ITU’s mission is to produce interoperable, non-discriminatory, international standards. We have around 3000 standards currently which are available for downloading free of charge from our website, and we produce around 250 new standards each year in 10 study groups.

Alongside its long-standing history of international standards development, ITU has a global outreach capacity able to mobilize support in all corners of the world; and we can leverage our membership of 193 governments and over 700 private sector entities, and now academia. Since the beginning of last year universities and research institutes have been able to join ITU and we already have 38 academia members benefiting from the greatly reduced membership fee of $2000 for those in developing countries and $4000 for those in developed countries.

Earlier this year, ITU established a Focus Group on the machine to machine (M2M) Service Layer which initially will explore the trends and standardization demands of all aspects of the M2M field as it relates to e-Health. Reliable, interoperable international standards will be key to providing patients and health professionals with the full range of e-health information services.

The Focus Group was established in response to a request from WHO, as well as our Chief Technology Group.

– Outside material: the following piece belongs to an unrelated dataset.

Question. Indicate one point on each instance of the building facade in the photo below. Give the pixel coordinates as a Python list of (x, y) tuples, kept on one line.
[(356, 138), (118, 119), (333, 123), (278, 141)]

The Focus Group is open to non ITU members and I believe it is an important initiative in the enormously complicated M2M field. Clearly the connection of 50 billion devices will need some standardization and for e-health applications there is no margin for error. You are all invited to join this Focus Group.

In addition, our ITU-T Study Group 17 (Security) is working on telebiometrics, our Study Group 13 (Future Networks) is working on a standard for enabling e-health monitoring, and Study Group 16 on multimedia frameworks for e-Health.

A joint event in March of this year between ITU and Japan’s Ministry of Internal Affairs and Communications (MIC) adopted a Call for Action encouraging the development of e-Health standards in ITU-T.

Finally, for a more general analysis of the e-Health standardization you can find on our website the Technology Watch Report “E-health standards and interoperability” which is being used as a background paper for this workshop. Copies are available in the back of the room. It was prepared by Dr Laura DeNardis who will be giving our keynote shortly.

You will also be interested some other ITU events later this year:

There will be an e-Health Track at ITU Telecom World 2012 in Dubai in October which will consist of a set of four sessions addressing business, policy/regulatory, technology, deployment, and users.

In addition also in Dubai ahead of the ITU World Telecommunication Standardization Assembly (WTSA-12) the Global Standards Symposium (GSS 2012) on 19 November will focus on the standards challenges in a world where ICT intersects increasingly with other sectors, and the lessons learned on e-Health in particular. This will feed into WTSA starting the following day and consequently the ITU-T’s work programme for the next four years. WTSA will also have a side event on e-Health on 21 November featuring e-health experts focusing on the next steps to be taken in e-health standardization and showcasing different areas of e-health applications. I am pleased to say WHO will be participating in both in the GSS and the side event.

So as you can see here in ITU we are very keen to make a significant contribution in this area and our hope is that this workshop will give ITU and WHO some clear direction on the work we need to do to ensure interoperability of these vital e-health services of the future.

Again I thank WHO for their collaboration and Dr Najeeb Al-Shorbaji especially, and I wish you an enjoyable and productive workshop.